DG: Certainly the Wii control system is really good for an adventure game kind of a thing. The Wii Remote is a good analogue for pointing at something with a mouse, which is one of your basic interactive modes. We've also recently gone into direct control mode in our games, to increase the tactile sensation of being in the world. So then we just put the Nunchuck in your other hand and you drive the character with that. It sort of worked out very well with the way that we control our games. It sits well with the Wii controls.

VideoGamer.com: Do you have any release date details for Chapter Three specifically regarding the Wii?

DG: I don't have any release dates for Chapter Three regarding the Wii. I do know that it's coming out on the PC on September 29, I just learned. Wii is usually shortly thereafter.

VideoGamer.com: You said in your presentation that you're aiming for a month gap between the release of each episode. Is that the sweet spot you've identified?

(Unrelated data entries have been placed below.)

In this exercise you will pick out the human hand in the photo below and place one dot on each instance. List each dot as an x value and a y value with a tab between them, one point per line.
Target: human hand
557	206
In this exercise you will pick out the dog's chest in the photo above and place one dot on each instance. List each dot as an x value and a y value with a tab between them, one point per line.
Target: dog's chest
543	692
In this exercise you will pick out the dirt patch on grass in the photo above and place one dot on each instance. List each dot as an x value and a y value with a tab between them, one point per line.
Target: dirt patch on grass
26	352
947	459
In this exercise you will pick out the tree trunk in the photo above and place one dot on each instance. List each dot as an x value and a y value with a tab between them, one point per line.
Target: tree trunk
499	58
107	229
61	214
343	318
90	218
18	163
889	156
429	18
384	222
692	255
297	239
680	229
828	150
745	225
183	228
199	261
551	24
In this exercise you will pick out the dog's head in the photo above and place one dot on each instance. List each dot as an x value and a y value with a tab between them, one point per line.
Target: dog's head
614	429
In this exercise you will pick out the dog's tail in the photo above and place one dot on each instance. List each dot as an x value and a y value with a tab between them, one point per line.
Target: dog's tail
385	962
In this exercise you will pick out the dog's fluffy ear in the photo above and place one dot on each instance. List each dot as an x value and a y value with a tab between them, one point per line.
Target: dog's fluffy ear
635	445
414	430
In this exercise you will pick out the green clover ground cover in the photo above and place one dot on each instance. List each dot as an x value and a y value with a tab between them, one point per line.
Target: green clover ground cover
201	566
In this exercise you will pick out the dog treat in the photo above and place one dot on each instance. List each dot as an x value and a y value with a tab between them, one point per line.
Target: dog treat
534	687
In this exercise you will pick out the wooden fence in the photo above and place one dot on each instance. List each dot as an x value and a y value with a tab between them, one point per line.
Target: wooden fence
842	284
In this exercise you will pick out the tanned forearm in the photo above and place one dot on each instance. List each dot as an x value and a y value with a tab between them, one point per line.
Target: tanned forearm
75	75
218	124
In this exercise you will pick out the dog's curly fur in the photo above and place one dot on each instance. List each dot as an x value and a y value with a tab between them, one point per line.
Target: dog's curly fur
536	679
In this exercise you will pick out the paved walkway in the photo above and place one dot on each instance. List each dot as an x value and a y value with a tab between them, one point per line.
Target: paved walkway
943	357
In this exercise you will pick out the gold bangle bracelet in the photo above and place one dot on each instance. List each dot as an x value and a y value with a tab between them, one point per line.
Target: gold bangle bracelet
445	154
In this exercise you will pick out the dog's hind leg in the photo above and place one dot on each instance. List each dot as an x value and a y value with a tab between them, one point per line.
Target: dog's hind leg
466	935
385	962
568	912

DG: It does seem to be a good gap. It gives us enough time to work on the series. We might be able to do something more frequent. But we took inspiration from comic books for that period of time. Comic book is kind of like a game where you get it and you read it but then maybe you go back and you page through it a little and you pay attention and take a closer look at the pictures and stuff. You sort of chew on it for a little while. And that's the same way we expect people to be interacting with the games. They're going to spend a little time with them, then talk about with them with their friends and then a new one's going to come out.

VideoGamer.com: Finally, I read online you guys are perhaps considering making games more serious in tone that's not licensed. Are you serious about that?

DG: Yeah. Certainly there are a lot of internal pitches that go around. Some of them are original IP stuff. Some of them are more serious than what I've seen. We would like to stretch our legs a little bit and expand the horizons. It's just a question of getting the business nuts and bolts to work out for that and to make it happen. Certainly eventually you'll see all kinds of stuff.

VideoGamer.com: But it will always be episodic?

DG: That is the general idea and that's working really well for us right now. I won't say we'll never do anything else, but that's where our focus is.

Tales of Monkey Island Chapter Two is out now on Wiiware. Chapter 3 is out on the PC on September 29.